Fantasy Washington: Pick your political players and rack up the points

By David A. Fahrenthold
Sunday, January 31, 2010

Welcome to the 2010 Fantasy Washington season! It's time for team "owners" (that's you, newbies) to draft Washington officials and compete to see whose team piles up the gaudiest statistics before the midterm elections in November. You've got to love a game that lets James Inhofe (R-Okla.) and Barney Frank (D-Mass.) be on the same roster (though I wouldn't take either of them before the fourth round).

Before breaking down the draft, a few words of wisdom from your Washington Post fantasy gurus: Don't focus just on the players who generate the sexy, high-value stats -- the leaders in Sunday-talk appearances, pork-per-month average and SDOA (for first-timers, that's successful demands for others to apologize). Keep an eye out for officials who produce in the low-points categories, too. Legislators who pass bills, justices who write opinions, Cabinet officials who issue regulations. They're little things, but they add up over a long season.

BEST BETS FOR THIS YEAR'S DRAFT:

-- Sen. Mitch McConnell (R-Ky.). I built a shrine to this man last year, a little papier-mache McConnell in my basement that I poured juleps on. He threw my Fantasy Washington team ("Boy George and Cloture Club") onto his back and carried us in 2009 with 18 Sunday talk-show appearances, as tallied by the folks at Roll Call. I know some of you are worried about him in 2010: The Democrats have lost their supermajority, which means they may make deals, which means the networks may be seeking more moderate Republican voices to talk about those deals. So, fine, you go ahead and bet on bipartisanship. I'll stick with what works.

If you can't get McConnell in the early rounds, look for Sen. Claire McCaskill (D-Mo.) later: She's a great sleeper pick. McCaskill had a respectable Sunday-show total last year, has co-sponsored more than 270 bills and gives you a reliable tweet or two per day (most are actually coherent).

-- President Obama (D). Last year, Obama didn't always perform like a No. 1 pick: He let Congress draft key legislation on health care and climate change, which meant he wouldn't get the points if that legislation passed (not that it did). But he's still got the presidency's advantages, including the ability to invite himself into scoring opportunities on network TV. And judging from the State of the Union, this may be a more active year for him, with Obama taking a more personal role in fights from offshore drilling to "don't ask don't tell." One caveat: He did, at one point during the speech, admit some fault for the Democrats' problems.
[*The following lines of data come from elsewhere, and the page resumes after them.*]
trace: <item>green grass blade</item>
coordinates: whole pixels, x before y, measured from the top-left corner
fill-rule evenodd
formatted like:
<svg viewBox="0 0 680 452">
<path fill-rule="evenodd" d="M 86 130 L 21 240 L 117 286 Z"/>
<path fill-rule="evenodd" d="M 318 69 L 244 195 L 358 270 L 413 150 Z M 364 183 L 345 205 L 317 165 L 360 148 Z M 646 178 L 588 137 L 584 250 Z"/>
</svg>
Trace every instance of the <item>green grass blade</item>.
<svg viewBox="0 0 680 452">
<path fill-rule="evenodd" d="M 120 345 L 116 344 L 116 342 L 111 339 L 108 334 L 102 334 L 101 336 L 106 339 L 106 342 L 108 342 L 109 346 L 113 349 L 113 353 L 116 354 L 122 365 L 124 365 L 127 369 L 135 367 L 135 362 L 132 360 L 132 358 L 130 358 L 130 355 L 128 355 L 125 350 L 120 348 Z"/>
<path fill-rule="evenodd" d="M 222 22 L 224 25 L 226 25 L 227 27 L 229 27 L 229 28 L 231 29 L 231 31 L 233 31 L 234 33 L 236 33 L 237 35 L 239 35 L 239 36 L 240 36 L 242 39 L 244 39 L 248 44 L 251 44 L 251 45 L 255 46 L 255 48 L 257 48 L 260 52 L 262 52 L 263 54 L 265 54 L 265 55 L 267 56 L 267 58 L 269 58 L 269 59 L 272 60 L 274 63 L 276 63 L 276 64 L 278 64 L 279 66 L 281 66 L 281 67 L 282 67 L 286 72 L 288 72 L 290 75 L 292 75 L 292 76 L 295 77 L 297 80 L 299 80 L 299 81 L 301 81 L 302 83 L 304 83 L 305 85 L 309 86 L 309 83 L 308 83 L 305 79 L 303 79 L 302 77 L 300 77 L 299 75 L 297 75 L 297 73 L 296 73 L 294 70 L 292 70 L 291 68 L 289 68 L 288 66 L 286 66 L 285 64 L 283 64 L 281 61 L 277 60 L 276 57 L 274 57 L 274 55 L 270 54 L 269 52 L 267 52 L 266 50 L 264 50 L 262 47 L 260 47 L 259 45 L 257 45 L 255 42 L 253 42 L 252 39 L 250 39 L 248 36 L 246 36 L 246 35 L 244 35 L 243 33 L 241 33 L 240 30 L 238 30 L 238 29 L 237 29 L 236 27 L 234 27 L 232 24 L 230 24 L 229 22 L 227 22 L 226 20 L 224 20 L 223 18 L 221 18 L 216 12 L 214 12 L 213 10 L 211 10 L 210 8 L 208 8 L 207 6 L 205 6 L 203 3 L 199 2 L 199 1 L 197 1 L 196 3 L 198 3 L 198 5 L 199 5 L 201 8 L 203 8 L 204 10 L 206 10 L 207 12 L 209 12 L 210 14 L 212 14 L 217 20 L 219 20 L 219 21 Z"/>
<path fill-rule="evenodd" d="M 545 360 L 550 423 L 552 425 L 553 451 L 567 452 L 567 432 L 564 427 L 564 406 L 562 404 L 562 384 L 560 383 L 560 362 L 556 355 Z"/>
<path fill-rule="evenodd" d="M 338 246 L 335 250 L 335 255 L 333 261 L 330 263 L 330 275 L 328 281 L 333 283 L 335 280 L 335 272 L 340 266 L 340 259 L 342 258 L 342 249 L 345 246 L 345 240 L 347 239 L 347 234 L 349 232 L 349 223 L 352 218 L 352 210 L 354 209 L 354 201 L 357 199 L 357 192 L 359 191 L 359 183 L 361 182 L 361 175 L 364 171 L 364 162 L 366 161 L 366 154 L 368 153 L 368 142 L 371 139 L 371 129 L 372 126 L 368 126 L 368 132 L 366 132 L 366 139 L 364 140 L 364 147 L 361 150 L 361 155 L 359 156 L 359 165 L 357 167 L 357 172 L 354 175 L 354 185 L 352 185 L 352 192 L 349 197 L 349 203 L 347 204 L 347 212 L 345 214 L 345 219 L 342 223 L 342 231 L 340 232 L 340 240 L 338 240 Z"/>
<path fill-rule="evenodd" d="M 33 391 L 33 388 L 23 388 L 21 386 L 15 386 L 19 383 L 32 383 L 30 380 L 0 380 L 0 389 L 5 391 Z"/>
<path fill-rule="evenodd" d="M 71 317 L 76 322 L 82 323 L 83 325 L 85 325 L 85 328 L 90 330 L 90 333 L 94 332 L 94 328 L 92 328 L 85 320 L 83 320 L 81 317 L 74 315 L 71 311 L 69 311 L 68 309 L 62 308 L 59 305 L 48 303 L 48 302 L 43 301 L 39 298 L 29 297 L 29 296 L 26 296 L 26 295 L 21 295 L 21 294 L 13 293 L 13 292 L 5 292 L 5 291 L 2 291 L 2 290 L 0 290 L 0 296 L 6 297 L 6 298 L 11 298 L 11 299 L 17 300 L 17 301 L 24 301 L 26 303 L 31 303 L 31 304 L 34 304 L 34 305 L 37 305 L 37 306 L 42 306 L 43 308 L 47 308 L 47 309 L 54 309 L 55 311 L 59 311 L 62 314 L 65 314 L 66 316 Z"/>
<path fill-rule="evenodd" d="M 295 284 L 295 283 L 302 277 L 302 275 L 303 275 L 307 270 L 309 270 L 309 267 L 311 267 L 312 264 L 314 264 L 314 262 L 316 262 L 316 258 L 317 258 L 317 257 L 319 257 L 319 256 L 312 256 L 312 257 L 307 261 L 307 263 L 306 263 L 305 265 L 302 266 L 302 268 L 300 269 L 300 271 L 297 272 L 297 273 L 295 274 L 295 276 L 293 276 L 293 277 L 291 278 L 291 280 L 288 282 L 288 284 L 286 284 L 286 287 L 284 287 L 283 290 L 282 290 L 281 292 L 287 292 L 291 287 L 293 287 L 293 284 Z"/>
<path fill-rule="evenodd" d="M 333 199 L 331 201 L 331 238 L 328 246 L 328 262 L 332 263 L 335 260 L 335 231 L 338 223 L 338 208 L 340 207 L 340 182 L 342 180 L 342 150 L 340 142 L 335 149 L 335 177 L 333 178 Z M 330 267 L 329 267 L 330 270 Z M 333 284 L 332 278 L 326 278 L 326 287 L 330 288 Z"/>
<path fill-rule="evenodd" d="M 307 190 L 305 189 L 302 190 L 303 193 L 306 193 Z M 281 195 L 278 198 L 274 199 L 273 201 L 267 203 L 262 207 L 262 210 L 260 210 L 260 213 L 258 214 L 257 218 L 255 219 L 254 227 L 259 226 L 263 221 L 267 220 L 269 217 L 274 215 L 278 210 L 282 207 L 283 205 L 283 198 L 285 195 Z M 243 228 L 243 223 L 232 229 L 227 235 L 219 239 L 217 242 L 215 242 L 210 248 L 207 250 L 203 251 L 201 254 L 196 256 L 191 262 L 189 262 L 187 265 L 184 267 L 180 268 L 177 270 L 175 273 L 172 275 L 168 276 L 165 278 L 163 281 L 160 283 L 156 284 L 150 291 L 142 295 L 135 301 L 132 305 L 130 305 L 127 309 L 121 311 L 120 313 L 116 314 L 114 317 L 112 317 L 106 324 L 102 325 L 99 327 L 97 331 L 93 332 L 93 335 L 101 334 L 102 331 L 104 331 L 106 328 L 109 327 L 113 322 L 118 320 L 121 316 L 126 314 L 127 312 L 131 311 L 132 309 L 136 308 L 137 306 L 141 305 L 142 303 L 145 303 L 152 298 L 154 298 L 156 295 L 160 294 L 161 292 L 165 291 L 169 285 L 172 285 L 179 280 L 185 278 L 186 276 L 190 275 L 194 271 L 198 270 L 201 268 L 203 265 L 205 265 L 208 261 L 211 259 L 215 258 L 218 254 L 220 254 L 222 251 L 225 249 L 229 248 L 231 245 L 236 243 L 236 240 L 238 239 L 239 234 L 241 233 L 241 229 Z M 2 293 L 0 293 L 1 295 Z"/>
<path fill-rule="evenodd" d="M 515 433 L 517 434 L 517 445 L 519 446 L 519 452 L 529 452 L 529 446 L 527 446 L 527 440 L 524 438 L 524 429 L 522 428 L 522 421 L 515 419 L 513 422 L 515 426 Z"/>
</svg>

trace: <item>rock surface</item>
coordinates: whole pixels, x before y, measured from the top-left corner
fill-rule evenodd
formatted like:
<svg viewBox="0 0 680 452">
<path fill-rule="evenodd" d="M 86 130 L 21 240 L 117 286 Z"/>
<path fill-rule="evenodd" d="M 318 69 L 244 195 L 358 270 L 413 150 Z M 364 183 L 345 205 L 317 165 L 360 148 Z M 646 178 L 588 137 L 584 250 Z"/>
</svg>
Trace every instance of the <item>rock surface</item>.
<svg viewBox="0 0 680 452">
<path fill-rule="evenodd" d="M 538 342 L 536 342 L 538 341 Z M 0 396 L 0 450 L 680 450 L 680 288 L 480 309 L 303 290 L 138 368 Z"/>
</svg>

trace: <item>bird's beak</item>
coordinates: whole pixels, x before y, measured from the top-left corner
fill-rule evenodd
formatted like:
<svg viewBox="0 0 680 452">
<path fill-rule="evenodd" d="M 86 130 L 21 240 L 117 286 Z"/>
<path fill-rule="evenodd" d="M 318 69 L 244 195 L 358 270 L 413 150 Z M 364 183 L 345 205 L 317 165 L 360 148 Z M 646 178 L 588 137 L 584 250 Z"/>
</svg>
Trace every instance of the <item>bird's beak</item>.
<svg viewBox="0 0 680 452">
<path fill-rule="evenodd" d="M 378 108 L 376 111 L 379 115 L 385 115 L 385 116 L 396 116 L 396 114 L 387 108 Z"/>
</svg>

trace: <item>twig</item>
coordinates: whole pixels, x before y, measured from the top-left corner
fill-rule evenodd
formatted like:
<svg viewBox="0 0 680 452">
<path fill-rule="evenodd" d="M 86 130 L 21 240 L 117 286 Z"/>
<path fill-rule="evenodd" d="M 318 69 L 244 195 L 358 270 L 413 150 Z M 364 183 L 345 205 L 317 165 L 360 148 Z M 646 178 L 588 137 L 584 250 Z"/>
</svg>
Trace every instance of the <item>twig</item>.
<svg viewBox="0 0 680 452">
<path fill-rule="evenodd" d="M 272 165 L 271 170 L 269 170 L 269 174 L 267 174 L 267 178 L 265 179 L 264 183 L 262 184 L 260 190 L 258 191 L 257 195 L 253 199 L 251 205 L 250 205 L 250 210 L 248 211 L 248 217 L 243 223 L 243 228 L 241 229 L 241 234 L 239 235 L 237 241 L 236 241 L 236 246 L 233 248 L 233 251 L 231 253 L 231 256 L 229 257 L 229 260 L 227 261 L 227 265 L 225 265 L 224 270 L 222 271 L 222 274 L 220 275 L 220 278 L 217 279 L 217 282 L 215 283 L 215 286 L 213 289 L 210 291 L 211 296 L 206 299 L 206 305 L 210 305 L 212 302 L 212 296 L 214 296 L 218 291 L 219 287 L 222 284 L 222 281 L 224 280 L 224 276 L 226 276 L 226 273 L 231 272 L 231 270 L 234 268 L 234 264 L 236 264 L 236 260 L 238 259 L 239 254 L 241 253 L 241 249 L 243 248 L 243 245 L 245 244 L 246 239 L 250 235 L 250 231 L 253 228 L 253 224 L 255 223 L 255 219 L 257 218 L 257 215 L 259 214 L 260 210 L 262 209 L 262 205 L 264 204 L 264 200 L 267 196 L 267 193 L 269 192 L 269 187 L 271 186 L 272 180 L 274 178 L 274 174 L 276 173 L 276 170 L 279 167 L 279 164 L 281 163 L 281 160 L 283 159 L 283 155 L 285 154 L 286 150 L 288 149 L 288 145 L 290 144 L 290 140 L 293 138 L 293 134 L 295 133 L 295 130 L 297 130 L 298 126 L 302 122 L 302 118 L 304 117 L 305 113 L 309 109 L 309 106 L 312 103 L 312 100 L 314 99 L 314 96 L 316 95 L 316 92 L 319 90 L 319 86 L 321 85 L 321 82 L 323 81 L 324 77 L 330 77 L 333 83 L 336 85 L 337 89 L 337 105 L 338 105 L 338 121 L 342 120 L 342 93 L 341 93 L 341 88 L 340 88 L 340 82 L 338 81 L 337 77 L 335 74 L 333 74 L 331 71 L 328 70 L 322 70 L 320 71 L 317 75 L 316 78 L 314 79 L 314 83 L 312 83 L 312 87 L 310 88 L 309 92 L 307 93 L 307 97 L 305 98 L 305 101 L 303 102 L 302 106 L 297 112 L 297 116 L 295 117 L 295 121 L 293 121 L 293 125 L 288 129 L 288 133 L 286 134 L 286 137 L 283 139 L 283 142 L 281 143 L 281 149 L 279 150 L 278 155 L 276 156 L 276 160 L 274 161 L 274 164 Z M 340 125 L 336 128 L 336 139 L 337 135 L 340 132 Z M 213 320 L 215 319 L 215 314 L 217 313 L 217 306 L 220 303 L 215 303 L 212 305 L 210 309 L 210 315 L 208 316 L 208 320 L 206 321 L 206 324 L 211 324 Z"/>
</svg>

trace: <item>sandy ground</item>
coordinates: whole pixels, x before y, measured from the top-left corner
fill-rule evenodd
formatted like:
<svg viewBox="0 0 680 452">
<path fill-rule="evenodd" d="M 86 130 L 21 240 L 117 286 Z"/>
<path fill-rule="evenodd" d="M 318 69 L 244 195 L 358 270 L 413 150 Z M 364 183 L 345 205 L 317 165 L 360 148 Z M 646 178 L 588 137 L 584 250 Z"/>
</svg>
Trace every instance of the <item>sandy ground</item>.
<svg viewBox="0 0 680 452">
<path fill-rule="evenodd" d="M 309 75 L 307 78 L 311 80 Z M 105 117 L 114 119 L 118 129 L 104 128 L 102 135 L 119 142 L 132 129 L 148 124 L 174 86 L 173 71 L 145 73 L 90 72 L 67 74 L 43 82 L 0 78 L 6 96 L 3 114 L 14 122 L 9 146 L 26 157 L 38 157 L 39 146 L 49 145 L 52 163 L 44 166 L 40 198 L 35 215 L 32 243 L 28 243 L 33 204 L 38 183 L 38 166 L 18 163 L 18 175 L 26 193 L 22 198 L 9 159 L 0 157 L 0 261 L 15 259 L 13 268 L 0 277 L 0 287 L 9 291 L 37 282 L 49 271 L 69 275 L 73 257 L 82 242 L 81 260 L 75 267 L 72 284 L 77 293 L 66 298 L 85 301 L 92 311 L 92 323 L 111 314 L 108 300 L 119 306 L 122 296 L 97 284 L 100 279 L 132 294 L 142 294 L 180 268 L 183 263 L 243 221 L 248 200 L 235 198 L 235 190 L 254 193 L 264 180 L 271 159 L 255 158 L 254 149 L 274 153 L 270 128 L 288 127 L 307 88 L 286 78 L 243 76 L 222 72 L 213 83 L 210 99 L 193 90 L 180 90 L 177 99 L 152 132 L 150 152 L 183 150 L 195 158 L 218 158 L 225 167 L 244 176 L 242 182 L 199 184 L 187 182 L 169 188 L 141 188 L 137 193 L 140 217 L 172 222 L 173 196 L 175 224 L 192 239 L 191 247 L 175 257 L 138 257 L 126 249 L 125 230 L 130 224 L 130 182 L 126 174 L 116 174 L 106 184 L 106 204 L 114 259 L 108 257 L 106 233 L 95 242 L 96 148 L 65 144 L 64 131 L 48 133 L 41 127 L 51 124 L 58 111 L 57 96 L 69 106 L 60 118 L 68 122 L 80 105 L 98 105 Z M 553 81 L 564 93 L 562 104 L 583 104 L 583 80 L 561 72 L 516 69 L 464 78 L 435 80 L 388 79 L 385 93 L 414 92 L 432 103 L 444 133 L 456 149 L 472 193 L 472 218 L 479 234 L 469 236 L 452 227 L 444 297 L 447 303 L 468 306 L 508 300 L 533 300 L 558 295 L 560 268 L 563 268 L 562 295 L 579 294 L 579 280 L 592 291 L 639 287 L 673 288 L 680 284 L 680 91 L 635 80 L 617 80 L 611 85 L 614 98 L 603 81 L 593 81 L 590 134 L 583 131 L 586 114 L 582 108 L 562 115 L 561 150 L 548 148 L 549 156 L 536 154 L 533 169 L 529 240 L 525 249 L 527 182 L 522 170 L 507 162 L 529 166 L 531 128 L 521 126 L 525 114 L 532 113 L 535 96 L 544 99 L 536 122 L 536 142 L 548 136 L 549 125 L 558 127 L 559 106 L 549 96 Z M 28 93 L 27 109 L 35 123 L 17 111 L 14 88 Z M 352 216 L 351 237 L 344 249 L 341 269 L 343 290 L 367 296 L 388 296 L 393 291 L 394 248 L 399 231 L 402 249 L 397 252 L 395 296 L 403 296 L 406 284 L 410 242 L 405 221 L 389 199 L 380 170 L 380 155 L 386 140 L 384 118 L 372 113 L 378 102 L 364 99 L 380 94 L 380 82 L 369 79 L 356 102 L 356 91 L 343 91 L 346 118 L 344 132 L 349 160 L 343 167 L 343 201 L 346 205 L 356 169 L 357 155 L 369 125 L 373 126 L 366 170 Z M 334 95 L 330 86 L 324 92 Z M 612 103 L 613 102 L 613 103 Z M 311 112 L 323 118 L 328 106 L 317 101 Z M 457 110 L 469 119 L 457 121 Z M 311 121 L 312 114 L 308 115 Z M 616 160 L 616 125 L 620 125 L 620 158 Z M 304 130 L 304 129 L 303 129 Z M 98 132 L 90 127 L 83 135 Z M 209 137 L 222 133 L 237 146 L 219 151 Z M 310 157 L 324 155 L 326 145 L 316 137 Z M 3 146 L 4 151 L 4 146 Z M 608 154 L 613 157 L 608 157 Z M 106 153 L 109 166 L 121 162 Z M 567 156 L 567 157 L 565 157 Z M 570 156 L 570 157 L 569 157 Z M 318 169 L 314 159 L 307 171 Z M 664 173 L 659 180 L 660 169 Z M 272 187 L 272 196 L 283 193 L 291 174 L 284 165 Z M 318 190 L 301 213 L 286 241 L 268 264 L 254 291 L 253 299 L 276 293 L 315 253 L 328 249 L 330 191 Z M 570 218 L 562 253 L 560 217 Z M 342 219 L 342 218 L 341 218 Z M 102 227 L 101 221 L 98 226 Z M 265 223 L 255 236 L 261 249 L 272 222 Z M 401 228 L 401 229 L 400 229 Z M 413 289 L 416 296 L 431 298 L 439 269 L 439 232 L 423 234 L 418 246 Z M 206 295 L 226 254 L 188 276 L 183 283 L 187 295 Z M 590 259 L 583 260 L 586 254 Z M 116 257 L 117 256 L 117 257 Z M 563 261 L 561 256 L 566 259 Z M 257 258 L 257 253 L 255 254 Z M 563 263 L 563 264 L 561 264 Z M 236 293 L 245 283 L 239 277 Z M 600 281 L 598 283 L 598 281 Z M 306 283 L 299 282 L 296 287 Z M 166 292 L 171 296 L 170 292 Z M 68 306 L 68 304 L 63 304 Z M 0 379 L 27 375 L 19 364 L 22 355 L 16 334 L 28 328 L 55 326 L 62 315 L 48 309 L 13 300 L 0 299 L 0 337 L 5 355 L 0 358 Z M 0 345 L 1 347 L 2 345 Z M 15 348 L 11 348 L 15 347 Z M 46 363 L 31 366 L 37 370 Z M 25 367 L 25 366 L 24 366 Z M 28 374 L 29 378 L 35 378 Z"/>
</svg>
Major negative points. Let's hope he doesn't make it a habit.

-- Supreme Court Justice Anthony M. Kennedy. I still can't bear to hear that name. Last year in my Fantasy Washington league, I passed on Kennedy, and another team ("100 Percent Certified Orszaganic") drafted him. You know what happened next: Kennedy went nuts. The tiebreaker who usually tips the court's balance, he voted with the majority in a whopping 92 percent of cases last term (according to an analysis by ScotusBlog.com). And already this year, Kennedy's swing vote has helped overturn restrictions on political spending by corporations. It may be John Roberts's court, but statistically, Kennedy is in charge.

PICKS TO STEER CLEAR OF:

--Vice President Biden (D). Last year, a lot of people bought into the Biden hype -- he'll get Sunday-show invitations with his wit and insight! He'll get Comedy Central screen time for his gaffes! But I spent all last season laughing at my friend whose team ("Why? Baucus I Said So") was stuck with him. Bottom line: Biden glistens with talent, but he's a bad fit for the conservative offensive scheme he's in. Don't waste a high draft pick on him.

Also, think hard before taking White House budget chief Peter Orszag. He could be headed for major exposure during the budget season that starts Monday. Or he could be a bust, if lingering off-field issues keep him out of the limelight.

-- Sen. Ben Nelson (D-Neb.). Well, that was quick. Nelson became a legend last year when he used his status as the 60th Democratic vote on health-care reform to win a concession that would save Nebraska $100 million. Suddenly, he appeared to be a reliable pork-per-month producer -- it looked like, by the end of the process, every Nebraskan would be guaranteed free government-provided health care and a spot in the "American Idol" finals. But now the 60th vote, if it exists, will be a Republican's (you'd be smart to pick up one of the Maine Ladies, Sens. Olympia Snowe or Susan Collins, in the third or fourth round). Nelson hasn't lost all his leverage, but his marquee run ended faster than Conan O'Brien's.

-- Supreme Court Justice Ruth Bader Ginsburg. Statistically, one of the court's low performers. A liberal on a right-tilting bench, she voted with the majority less than 70 percent of the time last term, seventh out of the nine justices. And most of her opinions are either dissents (worth a third as much as a majority) or concurring opinions (which get negative points for just confusing people).

PROSPECTS TO WATCH:

-- Sen.-elect Scott Brown (R-Mass.). Worth picking up when he's officially seated. Of course, don't expect a lot of legislation passed or podium time at news conferences -- he's still a freshman. But, as the GOP's blue-state-friendly poster boy, he's got the potential for lots of TV time. And remember that Fantasy Washington awards double points for nudity.

-- Senate candidate Linda McMahon (R-Conn.). There's no guarantee that McMahon will ever appear on Fantasy Washington draft boards. She doesn't have the GOP nomination in Connecticut, and even if she wins it, she's in a deep-blue state. But just the idea of a former World Wrestling Entertainment executive in Congress is enough to get Fantasy Washington players fired up. She's our best hope in years for a score in the game's most rewarding statistical category: SMFC. That's bonus points every time one of your players hits a senator with a metal folding chair.

We'll check back soon to see how our picks are performing. Until then, good luck this season!